Says Wayne: "Many years ago I saw that children were not being rewarded for being good readers and I thought we've got to do something about this ... we've got to do something to extend those readers!"
He now takes the quiz all over the world - New Zealand, the United Kingdom, Canada, South Africa and China - winners in each country this year are going to New Zealand for the world finals!
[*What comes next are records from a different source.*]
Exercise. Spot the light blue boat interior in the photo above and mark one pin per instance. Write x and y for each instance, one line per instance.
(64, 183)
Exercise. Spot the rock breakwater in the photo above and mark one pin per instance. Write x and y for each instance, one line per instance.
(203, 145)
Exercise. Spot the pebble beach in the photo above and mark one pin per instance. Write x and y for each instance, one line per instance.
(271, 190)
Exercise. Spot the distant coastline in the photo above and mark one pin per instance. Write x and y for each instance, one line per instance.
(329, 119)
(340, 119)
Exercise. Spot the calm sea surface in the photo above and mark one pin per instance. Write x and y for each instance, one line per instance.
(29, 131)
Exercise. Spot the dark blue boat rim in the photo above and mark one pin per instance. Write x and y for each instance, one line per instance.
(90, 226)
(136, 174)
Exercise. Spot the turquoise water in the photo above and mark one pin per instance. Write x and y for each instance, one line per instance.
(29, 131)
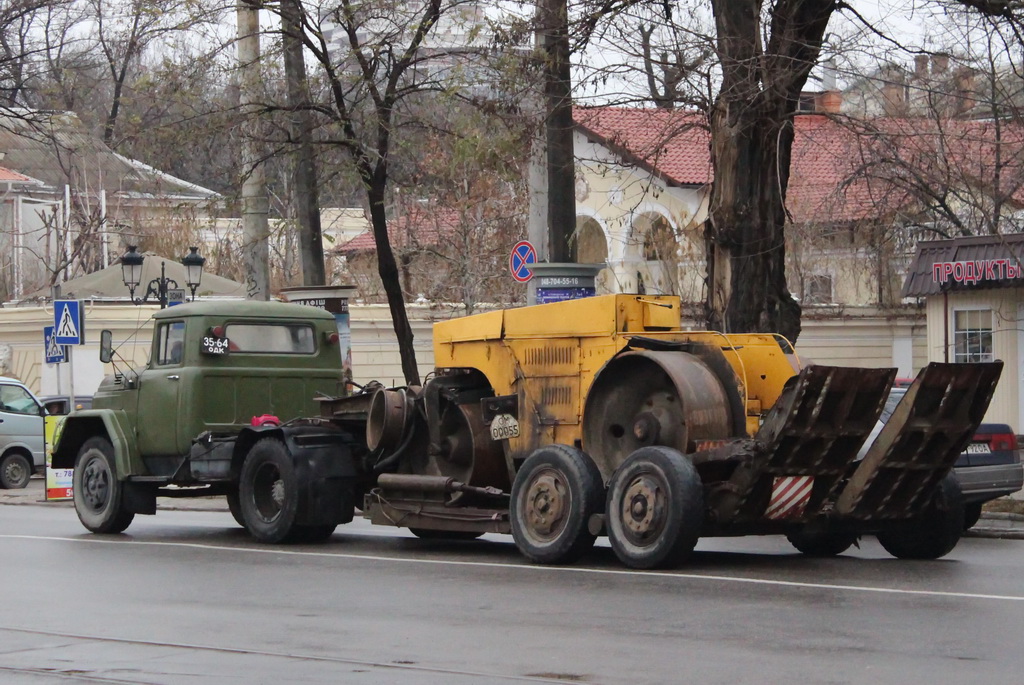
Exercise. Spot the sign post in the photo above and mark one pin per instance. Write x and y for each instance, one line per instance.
(68, 330)
(522, 258)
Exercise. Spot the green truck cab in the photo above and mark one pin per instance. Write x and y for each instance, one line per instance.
(190, 422)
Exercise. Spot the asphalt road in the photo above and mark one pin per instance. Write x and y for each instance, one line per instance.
(185, 597)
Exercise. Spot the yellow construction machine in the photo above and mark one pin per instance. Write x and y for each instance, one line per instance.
(562, 422)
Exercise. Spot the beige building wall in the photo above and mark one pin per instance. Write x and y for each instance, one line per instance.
(866, 338)
(624, 201)
(1008, 342)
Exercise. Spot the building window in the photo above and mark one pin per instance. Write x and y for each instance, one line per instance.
(973, 335)
(817, 290)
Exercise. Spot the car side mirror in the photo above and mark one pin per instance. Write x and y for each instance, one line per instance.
(105, 346)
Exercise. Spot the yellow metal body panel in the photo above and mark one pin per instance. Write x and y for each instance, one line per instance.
(549, 355)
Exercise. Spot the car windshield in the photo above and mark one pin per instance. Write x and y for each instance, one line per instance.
(894, 396)
(17, 400)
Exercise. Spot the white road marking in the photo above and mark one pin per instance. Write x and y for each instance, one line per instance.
(539, 569)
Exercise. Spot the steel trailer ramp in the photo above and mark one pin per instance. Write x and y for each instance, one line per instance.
(921, 441)
(808, 439)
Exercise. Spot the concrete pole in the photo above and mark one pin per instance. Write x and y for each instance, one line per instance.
(255, 205)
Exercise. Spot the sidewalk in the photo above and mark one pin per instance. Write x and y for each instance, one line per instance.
(992, 524)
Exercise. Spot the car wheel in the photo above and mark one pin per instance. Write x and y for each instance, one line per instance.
(654, 509)
(555, 493)
(935, 532)
(14, 471)
(972, 513)
(268, 491)
(97, 491)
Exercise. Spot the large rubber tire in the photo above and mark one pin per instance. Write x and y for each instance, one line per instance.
(98, 494)
(235, 506)
(555, 493)
(14, 471)
(821, 543)
(268, 491)
(972, 514)
(935, 532)
(654, 509)
(430, 533)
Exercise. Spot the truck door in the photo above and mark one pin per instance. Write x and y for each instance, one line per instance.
(160, 396)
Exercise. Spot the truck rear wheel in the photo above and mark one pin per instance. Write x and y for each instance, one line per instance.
(235, 506)
(14, 471)
(268, 491)
(821, 542)
(555, 493)
(935, 532)
(654, 509)
(98, 494)
(431, 533)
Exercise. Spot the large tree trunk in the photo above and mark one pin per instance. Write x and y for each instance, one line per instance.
(752, 134)
(745, 229)
(387, 266)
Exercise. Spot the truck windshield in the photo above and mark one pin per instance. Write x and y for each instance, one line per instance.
(271, 338)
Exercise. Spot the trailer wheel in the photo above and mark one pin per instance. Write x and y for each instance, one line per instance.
(821, 543)
(268, 491)
(235, 506)
(431, 533)
(935, 532)
(97, 491)
(654, 509)
(14, 471)
(555, 493)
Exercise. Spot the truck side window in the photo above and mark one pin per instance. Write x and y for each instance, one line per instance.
(272, 338)
(170, 343)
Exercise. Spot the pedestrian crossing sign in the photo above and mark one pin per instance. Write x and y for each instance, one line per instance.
(69, 323)
(54, 352)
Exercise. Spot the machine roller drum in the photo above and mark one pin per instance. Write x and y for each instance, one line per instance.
(468, 454)
(389, 412)
(644, 398)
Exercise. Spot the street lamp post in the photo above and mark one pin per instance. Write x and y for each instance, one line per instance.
(131, 273)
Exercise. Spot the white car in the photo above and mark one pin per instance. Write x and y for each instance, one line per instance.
(22, 442)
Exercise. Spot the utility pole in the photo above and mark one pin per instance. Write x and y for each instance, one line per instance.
(558, 105)
(255, 205)
(305, 195)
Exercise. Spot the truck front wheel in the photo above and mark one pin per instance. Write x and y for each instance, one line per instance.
(936, 530)
(555, 493)
(14, 471)
(654, 509)
(98, 494)
(268, 491)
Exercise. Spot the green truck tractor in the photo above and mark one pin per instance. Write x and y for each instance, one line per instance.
(212, 413)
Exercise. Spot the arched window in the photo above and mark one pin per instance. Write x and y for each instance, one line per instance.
(592, 247)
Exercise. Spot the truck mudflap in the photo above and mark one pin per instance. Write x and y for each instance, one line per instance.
(791, 471)
(920, 443)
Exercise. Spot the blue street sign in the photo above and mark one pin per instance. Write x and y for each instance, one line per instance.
(69, 323)
(523, 255)
(54, 353)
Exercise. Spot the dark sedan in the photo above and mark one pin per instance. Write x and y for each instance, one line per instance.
(989, 468)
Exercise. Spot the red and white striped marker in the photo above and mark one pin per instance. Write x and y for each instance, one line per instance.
(790, 496)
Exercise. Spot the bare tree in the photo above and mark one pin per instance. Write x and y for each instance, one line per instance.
(377, 63)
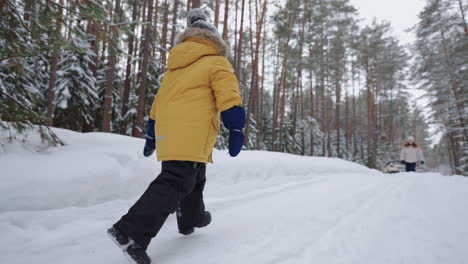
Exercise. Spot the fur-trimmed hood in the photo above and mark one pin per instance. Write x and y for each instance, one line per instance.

Authors are invited to help score or to compete against the children.
My author team at the Southern England competition was James Riordan (left) and Craig Simpson (right). The librarians at the meet took pity on us and sent in June Brooks (second from right) of Hampshire School Library Service to help us out. We were totally outgunned by the kids, coming in at fourth place.
The Quiz is fairly similar to a pub quiz, with a wildcard choice and themed sets of questions. At Warblington School, we had Harry Potter, orphans, fables, fishes (!!). At Broxbourne, we had Cities, Bears, Cats, and Poems.

Brighton and Hove High School
The girls from Portsmouth High School
More happy children.

The questions that Wayne concocts cover a gamut of possible reading: there are questions about comic book superheroes (I was really good at those - and I knew Sonic the Hedgehog), fables (Hah! The authors won over the kids on that one), classics, authors, cartoon spin-offs, pop culture, and of course Harry Potter (we authors were totally pathetic) - anything that a child might discover between the pages of a book!
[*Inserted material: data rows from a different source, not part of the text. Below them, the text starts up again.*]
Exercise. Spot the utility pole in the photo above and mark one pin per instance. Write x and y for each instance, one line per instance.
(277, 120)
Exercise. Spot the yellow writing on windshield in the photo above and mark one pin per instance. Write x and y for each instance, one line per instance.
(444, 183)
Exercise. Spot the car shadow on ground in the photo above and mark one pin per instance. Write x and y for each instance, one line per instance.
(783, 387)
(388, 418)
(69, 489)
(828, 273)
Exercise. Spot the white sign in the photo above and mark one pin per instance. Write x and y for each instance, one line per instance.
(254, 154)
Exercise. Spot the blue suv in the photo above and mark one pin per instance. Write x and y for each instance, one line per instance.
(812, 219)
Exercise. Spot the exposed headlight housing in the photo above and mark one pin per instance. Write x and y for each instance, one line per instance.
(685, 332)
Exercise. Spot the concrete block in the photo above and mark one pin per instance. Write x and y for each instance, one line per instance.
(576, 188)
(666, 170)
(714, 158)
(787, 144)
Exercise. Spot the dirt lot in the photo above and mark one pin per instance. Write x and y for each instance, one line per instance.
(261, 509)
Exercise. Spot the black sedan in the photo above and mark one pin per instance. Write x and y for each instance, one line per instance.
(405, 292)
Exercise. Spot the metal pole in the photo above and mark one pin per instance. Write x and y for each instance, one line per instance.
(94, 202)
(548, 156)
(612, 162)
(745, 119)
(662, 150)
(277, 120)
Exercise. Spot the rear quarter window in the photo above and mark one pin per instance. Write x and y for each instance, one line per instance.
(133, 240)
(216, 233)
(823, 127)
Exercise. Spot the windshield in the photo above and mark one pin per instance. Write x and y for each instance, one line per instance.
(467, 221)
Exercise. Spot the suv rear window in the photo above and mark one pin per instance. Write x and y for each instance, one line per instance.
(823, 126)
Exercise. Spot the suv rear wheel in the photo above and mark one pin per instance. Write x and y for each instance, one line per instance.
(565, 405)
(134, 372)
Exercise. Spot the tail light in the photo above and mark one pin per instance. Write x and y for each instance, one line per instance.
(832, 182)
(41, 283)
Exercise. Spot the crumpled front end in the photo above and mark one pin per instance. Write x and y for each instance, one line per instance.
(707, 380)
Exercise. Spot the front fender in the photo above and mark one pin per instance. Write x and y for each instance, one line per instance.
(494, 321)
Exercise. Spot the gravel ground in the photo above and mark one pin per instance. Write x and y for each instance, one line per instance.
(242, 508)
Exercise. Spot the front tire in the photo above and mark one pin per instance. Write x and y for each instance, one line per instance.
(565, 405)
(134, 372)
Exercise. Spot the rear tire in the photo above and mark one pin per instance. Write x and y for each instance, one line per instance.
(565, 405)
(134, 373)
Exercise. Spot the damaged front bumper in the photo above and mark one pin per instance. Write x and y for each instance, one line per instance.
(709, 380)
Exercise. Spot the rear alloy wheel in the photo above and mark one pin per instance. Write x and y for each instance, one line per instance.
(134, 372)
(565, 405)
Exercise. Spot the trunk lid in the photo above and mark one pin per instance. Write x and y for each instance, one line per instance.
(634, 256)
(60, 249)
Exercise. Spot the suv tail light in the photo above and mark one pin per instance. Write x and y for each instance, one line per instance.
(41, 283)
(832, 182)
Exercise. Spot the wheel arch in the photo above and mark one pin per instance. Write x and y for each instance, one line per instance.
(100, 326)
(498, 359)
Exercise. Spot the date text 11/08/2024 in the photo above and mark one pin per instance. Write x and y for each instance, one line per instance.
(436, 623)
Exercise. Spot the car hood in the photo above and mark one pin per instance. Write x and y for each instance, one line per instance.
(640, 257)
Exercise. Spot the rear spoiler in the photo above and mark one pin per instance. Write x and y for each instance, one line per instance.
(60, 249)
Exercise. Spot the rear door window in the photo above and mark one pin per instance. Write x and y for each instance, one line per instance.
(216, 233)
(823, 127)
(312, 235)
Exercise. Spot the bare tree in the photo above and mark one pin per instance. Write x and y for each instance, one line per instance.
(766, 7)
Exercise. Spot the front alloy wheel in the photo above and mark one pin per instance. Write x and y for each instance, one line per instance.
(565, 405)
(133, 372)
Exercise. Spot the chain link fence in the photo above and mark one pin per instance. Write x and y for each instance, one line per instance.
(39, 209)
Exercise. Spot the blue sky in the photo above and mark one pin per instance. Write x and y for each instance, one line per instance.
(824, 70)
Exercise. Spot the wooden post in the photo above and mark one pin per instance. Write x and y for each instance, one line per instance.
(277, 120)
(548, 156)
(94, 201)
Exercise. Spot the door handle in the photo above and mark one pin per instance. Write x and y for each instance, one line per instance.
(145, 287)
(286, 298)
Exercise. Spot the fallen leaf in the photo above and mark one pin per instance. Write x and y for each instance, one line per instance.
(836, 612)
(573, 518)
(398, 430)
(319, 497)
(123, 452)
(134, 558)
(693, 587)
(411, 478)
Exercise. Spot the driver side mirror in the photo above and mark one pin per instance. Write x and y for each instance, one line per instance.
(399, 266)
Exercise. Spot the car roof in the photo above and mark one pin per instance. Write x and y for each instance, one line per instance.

Colin of Hayling Island Bookshop very kindly posed with my book! Hayling Island Bookshop claims it is the smallest indpendent bookshop in the UK - and bolster sales by bringing books (and authors) to schools
Oops! I cropped out the name of this school by mistake! But I can tell you the girl on the left with the flower in her hair goes by the lovely name of Candy, probably the best name in the world.
And these guys are from Dorset House, armed with drinks for the competition.

2 1/2. That was our score in the Harry Potter heat.
Added in later (don't know how I could forget): Arriving at the Broxbourne School with Keren David and Fiona Dunbar, the receptionist said:  "Authors? What are your names please?" So naturally we told her the truth: "Amy Tan, JK Rowling and Stephenie Meyer." It was a temptation we couldn't resist.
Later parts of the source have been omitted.